转座子PiggyBac在哺乳动物中的应用

2012-02-01马元武张连峰

中国比较医学杂志 2012年1期

马元武，张连峰

（中国医学科学院，北京协和医学院，医学实验动物研究所，卫生部人类疾病比较医学重点实验室，国家中医药管理局人类疾病动物模型三级实验室，北京 100021）

转座元件或转座子是指宿主基因组内发生基因座位置的改变的遗传元件。当对转座子进行基因工程改造，使之携带一段外源基因，当在转座过程中插入基因的内部或是邻近位置，会对被插入基因造成基因功能的突变或失活，用以研究基因的功能［1］。转座子一般由转座酶和转座酶所识别一段DNA序列（转座识别序列）所组成，转座序列能够在转座酶的作用下完成转座反应。按转座过程是否经过RNA中间体而分为I型转座子和II型转座子。I型转座子（或称逆转座子），需要先被转录成RNA，然后在由转座子编码的转座酶的作用下逆转录成DNA插入宿主基因组内。
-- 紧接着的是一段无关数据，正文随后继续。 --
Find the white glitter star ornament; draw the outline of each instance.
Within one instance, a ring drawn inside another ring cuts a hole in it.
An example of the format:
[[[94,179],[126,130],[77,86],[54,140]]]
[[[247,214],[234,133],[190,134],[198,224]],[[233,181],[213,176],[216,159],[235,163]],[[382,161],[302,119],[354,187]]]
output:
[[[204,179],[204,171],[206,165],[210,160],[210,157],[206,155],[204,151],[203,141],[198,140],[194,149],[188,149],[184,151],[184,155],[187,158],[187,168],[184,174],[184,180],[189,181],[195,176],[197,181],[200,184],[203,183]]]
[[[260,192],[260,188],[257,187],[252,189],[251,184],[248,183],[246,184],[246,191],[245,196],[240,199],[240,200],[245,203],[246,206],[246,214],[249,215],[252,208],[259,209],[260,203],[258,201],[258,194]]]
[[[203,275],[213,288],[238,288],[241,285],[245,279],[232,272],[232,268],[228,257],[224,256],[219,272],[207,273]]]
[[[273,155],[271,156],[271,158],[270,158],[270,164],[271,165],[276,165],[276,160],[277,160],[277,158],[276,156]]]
II型转座子（或称为DNA转座子），II型转座子转座过程中不经过RNA中间体，在由转座子编码转座酶的作用下，通过复制或直接剪切的方式将转座子DNA转座入宿主基因组内（图1）。

基因工程手段对DNA转座子进行改造，将转座子的转座识别序列和转座酶相分离，并在转座序列内插入一段外源感兴趣的基因，当在有转座酶存在的条件下识别两端的转座序列介导转座反应的发生，已经应用于黑腹果蝇（Drosophila melanogaster），线虫（Caenorhabditis elegans）等多种模式生物的基因功能研究。虽然人类基因组内存在着大量转座序列（约45％）［2-3］，但由于进化过程中的累计突变造成其活性丧失，因此，有活性的转座子在哺乳动物中的应用一直受到限制。直到DNA转座子Sleeping Beauty（SB）才使得DNA转座子作为一种遗传工程工具应用于哺乳动物基因功能的研究。SB来源于鲑鱼（salmanoid）基因组，是一种的Tc1/mariner样转座子，Zoltan Ivics等通过分子重建的方式使其重新获得了活性，并能在人和小鼠细胞内转座［4］。新型转座子的逐渐被发现和应用，目前发现在哺乳动物中有活性的转座子有：1） hAT样转座子；2）Tcl样转座子包括 Sleeping Beauty和Frog Prince；3）PiggyBac转座子家族。这三类转座子中，转座活性最高的为 Sleeping Beauty和PiggyBac，对这两种转座子的特性和转座活性比较［5］，发现甘蓝蠖度尺蛾（cabbage looper moth Trichoplusia ni）来源的转座子 PiggyBac相对具有更高的转座活性，转座过程中更高的携带外源基因插入宿主基因组的能力，并能够实现转座子及所携带外源基因的完全转座，不会在供体位置造成任何遗传物质的改变，这些特性使其在转基因动物、癌基因发现、iPS研究及基因治疗研究方面前景诱人。

1 PiggyBac转座子

图1 转座的分子机制。DNA线性表示，RNA曲线表示Fig.1 Molecular mechanisms of transposition.DNA is represented by straight lines.RNA transcripts are wavy lines

PiggyBac分离于甘蓝蠖度尺蛾［6］，最初能够在果蝇、红腋斑粉蝶（red flour beetle Tribolium Castaneum）及昆虫中转座，明显不同于其它已发现的转座子类型，命名PiggyBac转座子家族，简称PB［7-8］.PB元件是2472bp的转座子序列拥有13 bp的末端反向重复序列以及编码594个氨基酸的转座酶序列组成［9］，识别TTAA序列采用剪切、黏贴的DNA转座模式（类似于Sleeping Beauty（SB）转座子）［10］。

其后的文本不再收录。